A/B vs Multivariate Testing: Which test should you use?

What are the differences between A/B and multivariate testing? We've created a quick guide to help you decide on the best test type.

You have a user study coming up, but you don’t know which type of test to perform. Do you A/B test or use a multivariate test? Let’s take a closer look at each to find out more.

Before we start, let's define the key terms used in this article.

• Element: An aspect of the page, product, or flow to be studied.
Example: If studying an ad on a web page, then the elements would be the title, content (text and/or graphic), call-to-action (CTA button, link and/or label), ad placement, size, background, and so on.
• Variant: A version of the element.
Example: Variants of a CTA element might be the link/button labels ‘learn more’ or ‘try it today’.
• Success: A key measure.
Example: For an ad study, the user response could be a click-through ratio, a conversion rate, a download, a sign-up, etc.

What is an A/B test?

A/B testing compares two variations of a single element within a single design. The variants may be the color of a button, the label on a button, or the position of a button.

The key to the A/B definition is that the proposed differences are nuances to one—and only one—element within the entire design.
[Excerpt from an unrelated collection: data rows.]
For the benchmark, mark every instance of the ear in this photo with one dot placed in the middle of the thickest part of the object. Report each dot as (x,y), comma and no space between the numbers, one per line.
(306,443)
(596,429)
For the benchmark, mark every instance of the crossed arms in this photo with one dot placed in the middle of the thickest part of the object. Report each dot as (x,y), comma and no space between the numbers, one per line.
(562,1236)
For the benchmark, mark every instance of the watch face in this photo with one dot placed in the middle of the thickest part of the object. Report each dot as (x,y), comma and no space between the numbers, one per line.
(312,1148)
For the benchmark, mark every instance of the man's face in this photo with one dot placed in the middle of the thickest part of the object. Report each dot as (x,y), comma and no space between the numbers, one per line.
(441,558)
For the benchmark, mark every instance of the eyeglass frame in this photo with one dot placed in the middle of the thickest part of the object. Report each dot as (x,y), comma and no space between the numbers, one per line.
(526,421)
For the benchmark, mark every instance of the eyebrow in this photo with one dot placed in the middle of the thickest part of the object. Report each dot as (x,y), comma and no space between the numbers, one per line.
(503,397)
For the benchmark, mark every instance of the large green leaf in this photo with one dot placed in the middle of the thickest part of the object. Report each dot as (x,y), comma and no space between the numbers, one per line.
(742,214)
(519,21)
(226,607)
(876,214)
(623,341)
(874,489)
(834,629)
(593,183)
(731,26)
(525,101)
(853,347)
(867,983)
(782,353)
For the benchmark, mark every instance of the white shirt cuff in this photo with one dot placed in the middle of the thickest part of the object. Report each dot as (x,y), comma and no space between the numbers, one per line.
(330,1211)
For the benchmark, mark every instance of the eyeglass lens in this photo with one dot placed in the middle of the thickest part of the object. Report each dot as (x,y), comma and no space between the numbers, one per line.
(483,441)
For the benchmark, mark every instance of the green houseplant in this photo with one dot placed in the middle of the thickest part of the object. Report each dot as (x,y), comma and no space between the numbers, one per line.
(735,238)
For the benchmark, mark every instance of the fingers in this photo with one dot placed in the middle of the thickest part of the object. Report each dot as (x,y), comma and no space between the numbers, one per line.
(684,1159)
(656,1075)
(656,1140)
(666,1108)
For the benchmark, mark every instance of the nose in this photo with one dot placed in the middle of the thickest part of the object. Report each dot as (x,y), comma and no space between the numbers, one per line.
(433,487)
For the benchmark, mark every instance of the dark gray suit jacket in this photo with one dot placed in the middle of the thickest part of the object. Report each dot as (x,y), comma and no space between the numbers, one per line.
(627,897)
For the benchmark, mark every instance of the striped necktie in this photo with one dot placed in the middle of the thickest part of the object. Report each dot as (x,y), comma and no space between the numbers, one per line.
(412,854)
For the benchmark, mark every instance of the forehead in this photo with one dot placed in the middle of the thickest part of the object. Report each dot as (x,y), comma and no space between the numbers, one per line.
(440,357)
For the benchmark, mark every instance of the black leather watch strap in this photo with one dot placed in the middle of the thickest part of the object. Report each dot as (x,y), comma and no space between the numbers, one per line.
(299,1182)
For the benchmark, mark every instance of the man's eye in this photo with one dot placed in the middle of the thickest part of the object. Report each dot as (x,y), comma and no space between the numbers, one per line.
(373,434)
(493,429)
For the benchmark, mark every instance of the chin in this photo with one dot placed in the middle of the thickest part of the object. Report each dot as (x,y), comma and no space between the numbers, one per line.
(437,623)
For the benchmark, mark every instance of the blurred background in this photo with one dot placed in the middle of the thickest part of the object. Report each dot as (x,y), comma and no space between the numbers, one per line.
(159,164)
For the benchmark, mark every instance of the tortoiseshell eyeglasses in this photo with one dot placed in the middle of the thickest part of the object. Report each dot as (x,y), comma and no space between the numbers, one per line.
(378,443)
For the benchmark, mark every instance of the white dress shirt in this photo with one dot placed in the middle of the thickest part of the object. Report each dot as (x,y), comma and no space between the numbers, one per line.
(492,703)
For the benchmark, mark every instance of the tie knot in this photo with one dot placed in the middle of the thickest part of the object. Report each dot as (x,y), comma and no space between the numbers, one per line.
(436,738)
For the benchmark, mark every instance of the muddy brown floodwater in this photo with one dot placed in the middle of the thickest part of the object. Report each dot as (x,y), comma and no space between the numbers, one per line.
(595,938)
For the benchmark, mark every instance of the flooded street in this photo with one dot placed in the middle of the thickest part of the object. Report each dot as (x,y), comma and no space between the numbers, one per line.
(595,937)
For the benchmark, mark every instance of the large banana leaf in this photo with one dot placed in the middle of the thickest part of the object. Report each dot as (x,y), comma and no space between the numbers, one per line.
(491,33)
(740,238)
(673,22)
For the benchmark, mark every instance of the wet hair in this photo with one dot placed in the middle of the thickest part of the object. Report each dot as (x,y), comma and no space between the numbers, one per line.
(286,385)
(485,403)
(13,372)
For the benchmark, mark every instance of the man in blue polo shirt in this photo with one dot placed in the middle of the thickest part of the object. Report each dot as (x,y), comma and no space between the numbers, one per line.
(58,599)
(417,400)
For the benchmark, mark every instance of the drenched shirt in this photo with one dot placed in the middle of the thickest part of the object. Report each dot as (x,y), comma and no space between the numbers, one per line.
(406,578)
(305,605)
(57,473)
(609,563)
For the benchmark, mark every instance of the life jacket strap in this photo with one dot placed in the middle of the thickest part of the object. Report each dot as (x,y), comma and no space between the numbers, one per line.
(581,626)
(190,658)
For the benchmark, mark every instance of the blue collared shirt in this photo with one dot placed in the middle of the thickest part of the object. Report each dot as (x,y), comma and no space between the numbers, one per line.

But if we look at three or more variants, the test is still an A/B test, but now we call it an ‘A/B/n’ test, where n is the number of variants.

When does an A/B test become a multivariate (MVT) test?

If we look at two or more aspects of a single element, such as button color and button label, or if we look at two elements, such as button variants and text content variants, then the test is considered to be multivariate, or MVT, rather than A/B/n.

For A/B testing, changes to one (and only one) aspect of a single element are done between variants. For example, the label on a button might change, or the button's color might change.

However, if both label and color are tested in the same study, it becomes an MVT test. MVT tests can be very effective when looking at multiple design elements, although they can also become complex in both study design and analysis.

The limitations of A/B and MVT

Both A/B and multivariate testing focus on behavioral rather than attitudinal metrics (though both can be collected). Neither testing type can review entirely different designs (such as two different website designs), only specific variants within elements.

Different overall designs can be tested using methodologies focusing on user attitudes, such as moderated or basic usability methods and tools.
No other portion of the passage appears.